Comparison of watershed-disturbance predictive models for stream benthic macroinvertebrates for three distinct western ecoregions

Jason T. May1, Ian R. Waite2, Larry R. Brown1, Jonathan G. Kennen3, Thomas F. Cuffney4, James L. Orlando1, and Kimberly A. Jones5. (1) California Water Science Center, U.S. Geological Survey, 6000 J Street, Placer Hall, Sacramento, CA 95819, (2) Oregon Water Science Center, U.S. Geological Survey, 2130 SW 5th Avenue, Portland, OR 97201, (3) New Jersey Water Science Center, U.S. Geological Survey, 810 Bear Tavern Rd., Suite 206, West Trenton, NJ 08628, (4) North Carolina Water Science Center, U.S. Geological Survey, 3916 Sunset Ridge Road, Raleigh, NC 27607, (5) Utah Water Science Center, U. S. Geological Survey, 2329 W. Orton Circle, West Valley City, UT 84119

There is currently a great deal of interest in developing models to predict stream condition based on measures of both anthropogenic and natural disturbance. Our objective was to develop models to predict macroinvertebrate metrics using measures of watershed disturbance in three distinct ecoregions in Oregon and California. We aggregated macroinvertebrate data from various sources in each ecoregion. We used GIS coverages of land use and land cover to calculate a variety of watershed metrics for use as independent variables in the development of multiple linear regression models based on forward stepwise modeling approach.

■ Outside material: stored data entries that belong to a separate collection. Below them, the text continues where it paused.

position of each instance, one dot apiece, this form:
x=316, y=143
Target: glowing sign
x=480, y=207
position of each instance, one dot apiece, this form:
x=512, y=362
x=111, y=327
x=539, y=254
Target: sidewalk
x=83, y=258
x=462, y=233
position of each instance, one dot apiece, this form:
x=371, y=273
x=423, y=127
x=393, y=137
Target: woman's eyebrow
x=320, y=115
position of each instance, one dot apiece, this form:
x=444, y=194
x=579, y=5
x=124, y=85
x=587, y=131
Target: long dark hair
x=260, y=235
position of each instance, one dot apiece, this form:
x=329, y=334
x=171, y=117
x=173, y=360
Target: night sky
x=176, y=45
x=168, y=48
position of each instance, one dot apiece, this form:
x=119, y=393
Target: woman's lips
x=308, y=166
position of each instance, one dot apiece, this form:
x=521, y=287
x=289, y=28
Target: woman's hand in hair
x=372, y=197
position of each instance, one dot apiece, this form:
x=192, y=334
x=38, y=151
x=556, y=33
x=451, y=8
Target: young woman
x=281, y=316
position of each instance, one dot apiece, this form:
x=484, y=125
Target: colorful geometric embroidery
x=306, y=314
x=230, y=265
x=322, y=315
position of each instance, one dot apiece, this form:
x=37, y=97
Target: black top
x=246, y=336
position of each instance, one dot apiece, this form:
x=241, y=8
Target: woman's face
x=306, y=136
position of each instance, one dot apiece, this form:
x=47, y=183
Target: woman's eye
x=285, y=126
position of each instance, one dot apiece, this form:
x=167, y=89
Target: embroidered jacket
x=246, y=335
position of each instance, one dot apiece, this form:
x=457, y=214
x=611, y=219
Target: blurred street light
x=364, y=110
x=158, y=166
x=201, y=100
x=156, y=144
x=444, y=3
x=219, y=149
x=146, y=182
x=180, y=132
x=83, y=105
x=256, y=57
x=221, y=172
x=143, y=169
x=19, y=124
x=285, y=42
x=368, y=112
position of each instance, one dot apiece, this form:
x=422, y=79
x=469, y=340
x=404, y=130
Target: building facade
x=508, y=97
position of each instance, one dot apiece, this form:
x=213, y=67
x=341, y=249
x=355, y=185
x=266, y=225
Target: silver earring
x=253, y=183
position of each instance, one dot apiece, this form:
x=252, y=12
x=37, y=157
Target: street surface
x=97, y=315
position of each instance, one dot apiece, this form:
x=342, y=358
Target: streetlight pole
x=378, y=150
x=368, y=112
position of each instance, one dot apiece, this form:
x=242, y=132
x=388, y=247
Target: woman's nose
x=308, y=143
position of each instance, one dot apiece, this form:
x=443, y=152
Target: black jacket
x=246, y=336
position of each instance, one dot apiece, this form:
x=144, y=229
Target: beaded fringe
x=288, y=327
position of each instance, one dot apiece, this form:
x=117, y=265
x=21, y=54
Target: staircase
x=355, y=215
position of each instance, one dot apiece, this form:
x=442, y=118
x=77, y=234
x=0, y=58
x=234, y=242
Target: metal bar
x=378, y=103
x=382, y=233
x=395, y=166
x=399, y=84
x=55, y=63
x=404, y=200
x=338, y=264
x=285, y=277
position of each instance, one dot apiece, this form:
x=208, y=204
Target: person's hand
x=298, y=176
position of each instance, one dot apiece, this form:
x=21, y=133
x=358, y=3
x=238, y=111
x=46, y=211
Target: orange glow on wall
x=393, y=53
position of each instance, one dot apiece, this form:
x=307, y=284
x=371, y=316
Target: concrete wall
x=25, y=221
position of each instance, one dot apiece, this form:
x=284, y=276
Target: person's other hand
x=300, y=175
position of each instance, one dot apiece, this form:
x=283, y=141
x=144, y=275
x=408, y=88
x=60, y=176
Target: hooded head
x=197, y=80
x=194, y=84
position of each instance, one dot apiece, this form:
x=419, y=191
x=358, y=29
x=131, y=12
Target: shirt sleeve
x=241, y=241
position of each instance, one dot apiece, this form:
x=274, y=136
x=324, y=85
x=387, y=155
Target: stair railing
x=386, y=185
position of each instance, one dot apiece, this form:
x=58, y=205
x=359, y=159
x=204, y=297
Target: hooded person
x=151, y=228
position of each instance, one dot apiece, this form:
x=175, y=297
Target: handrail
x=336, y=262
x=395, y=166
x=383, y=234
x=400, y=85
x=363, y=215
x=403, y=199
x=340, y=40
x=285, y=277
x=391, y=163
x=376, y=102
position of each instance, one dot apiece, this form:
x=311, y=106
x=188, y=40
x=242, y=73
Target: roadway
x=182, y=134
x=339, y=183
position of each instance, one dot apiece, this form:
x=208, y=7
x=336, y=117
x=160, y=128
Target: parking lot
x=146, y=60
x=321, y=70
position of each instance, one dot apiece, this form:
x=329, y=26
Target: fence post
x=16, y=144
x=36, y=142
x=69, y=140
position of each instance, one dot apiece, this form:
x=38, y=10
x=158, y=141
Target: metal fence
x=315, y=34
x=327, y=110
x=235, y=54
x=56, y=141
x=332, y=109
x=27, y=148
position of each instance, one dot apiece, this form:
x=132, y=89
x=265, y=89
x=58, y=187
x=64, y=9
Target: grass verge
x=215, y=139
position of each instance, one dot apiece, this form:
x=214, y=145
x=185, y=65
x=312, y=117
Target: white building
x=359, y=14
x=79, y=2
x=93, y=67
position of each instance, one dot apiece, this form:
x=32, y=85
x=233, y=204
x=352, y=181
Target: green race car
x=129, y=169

The best fit models from each ecoregion required only two or three disturbance variables to effectively model macroinvertebrate metrics and models explained 41 to 74 percent of the variation in the metrics. In each ecoregion the best model contained some measure of landuse, but often the model was improved by including a natural disturbance variable. Of the macroinvertebrate metrics modeled effectively, the richness of tolerant macroinvertebrates and Ephemeroptera, Plecoptera and Trichoptera richness were shared among all three ecoregions. Developing predictive models can lead to better understanding of causal linkages in stream ecology and may be useful to managers for predicting stream condition at unsampled sites.